# Cartesian equation

• Apr 6th 2010, 08:58 PM
iExcavate
Cartesian equation
Hey I am studying Linear and Abstract Algebra and came across this:

Find the Cartesian equation of the line that passes through the point $P(2, 0, -5)$ and is perpendicular to both the vectors $u = (0, 1, 4)$ and $v(-2, -1, 3)$

I am aware that Cartesian equations are in the form: ${(x - x0)/a} = {(y - y0)/b} = {(z - z0)/c}$, where a,b,c do not equal 0. However, I am not sure how to write the above as a Cartesian equation. If you could help, I thank you!
• Apr 6th 2010, 09:58 PM
Prove It
Quote:

Originally Posted by iExcavate
Hey I am studying Linear and Abstract Algebra and came across this:

Find the Cartesian equation of the line that passes through the point $P(2, 0, -5)$ and is perpendicular to both the vectors $u = (0, 1, 4)$ and $v(-2, -1, 3)$

I am aware that Cartesian equations are in the form: ${(x - x0)/a} = {(y - y0)/b} = {(z - z0)/c}$, where a,b,c do not equal 0. However, I am not sure how to write the above as a Cartesian equation. If you could help, I thank you!

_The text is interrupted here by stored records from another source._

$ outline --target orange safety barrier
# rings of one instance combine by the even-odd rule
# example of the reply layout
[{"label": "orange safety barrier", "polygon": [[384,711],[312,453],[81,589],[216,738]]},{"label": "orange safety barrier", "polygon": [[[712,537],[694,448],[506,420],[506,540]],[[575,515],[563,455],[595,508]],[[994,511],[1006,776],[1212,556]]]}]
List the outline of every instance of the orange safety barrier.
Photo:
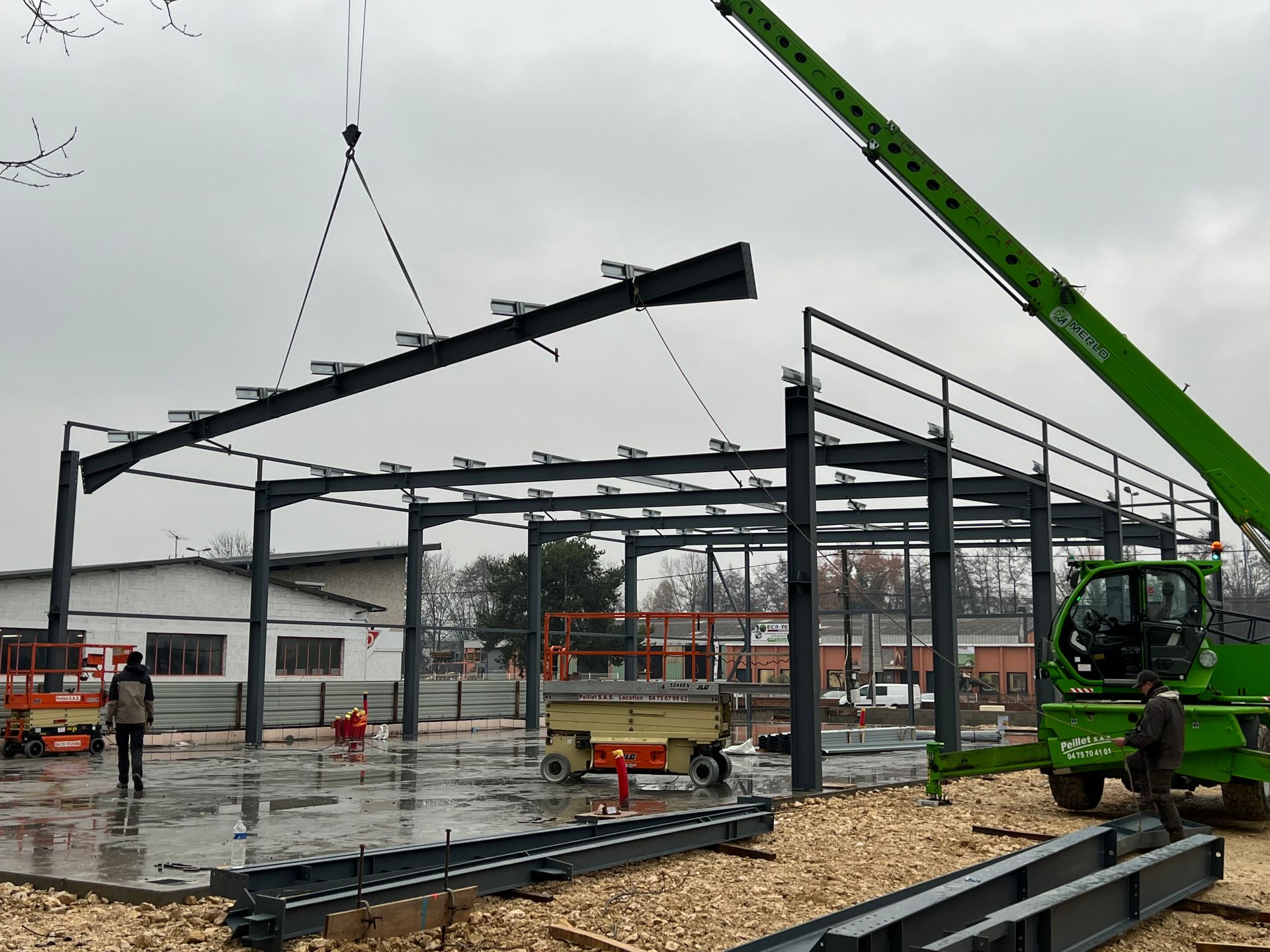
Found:
[{"label": "orange safety barrier", "polygon": [[[542,618],[542,679],[544,680],[569,680],[569,668],[575,658],[639,658],[644,660],[644,680],[654,680],[653,660],[662,660],[662,678],[664,680],[665,660],[671,658],[687,659],[685,663],[685,675],[676,680],[712,680],[709,666],[719,656],[715,640],[715,623],[719,621],[752,621],[771,622],[785,621],[789,616],[785,612],[547,612]],[[621,637],[613,632],[588,632],[578,631],[578,622],[636,622],[636,645],[643,641],[641,647],[634,651],[626,650],[583,650],[573,647],[573,636],[602,635],[605,637]],[[686,619],[688,622],[687,644],[676,647],[671,644],[672,619]],[[655,645],[654,625],[659,628],[660,645]],[[698,628],[705,631],[698,636]],[[681,637],[676,635],[676,637]],[[700,641],[698,641],[700,637]],[[551,644],[555,638],[556,644]],[[697,677],[698,659],[706,664],[706,675]]]}]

The vector form of lines is always easiest.

To find a vector that's perpendicular to both $\mathbf{u}$ and $\mathbf{v}$ is $\mathbf{u}\times\mathbf{v}$.

$\mathbf{u}\times\mathbf{v} = \left|\begin{matrix}\phantom{-}\mathbf{i} & \phantom{-}\mathbf{j} & \phantom{-}\mathbf{k} \\ \phantom{-}0 & \phantom{-}1 & \phantom{-}4 \\ -2 & -1 & \phantom{-}3\end{matrix}\right|$

$= \mathbf{i}\left|\begin{matrix}\phantom{-}1 & 4 \\ -1 & 3\end{matrix}\right| - \mathbf{j}\left|\begin{matrix}\phantom{-}0 & 4 \\ -2 & 3\end{matrix}\right| + \mathbf{k}\left|\begin{matrix}\phantom{-}0 & \phantom{-}1 \\ -2 & -1\end{matrix}\right|$

$= \mathbf{i}[1(3) - 4(-1)] - \mathbf{j}[0(3) - 4(-2) ] + \mathbf{k}[0(-1) - 1(-2)]$

$= 7\mathbf{i} - 8\mathbf{j} + 2\mathbf{k}$

$= (7, -8, 2)$.

Therefore the line that passes through $P(2, 0, -5)$ and perpendicular to both $\mathbf{u}$ and $\mathbf{v}$ is

$(2, 0, 5) + t(7, -8, 2)$

$= (2 + 7t, -8t, 5 + 2t)$.

So $x = 2 + 7t, y = -8t, z = 5 + 2t$

Therefore:

$t = \frac{x - 2}{7} = -\frac{y}{8} = \frac{z - 5}{2}$.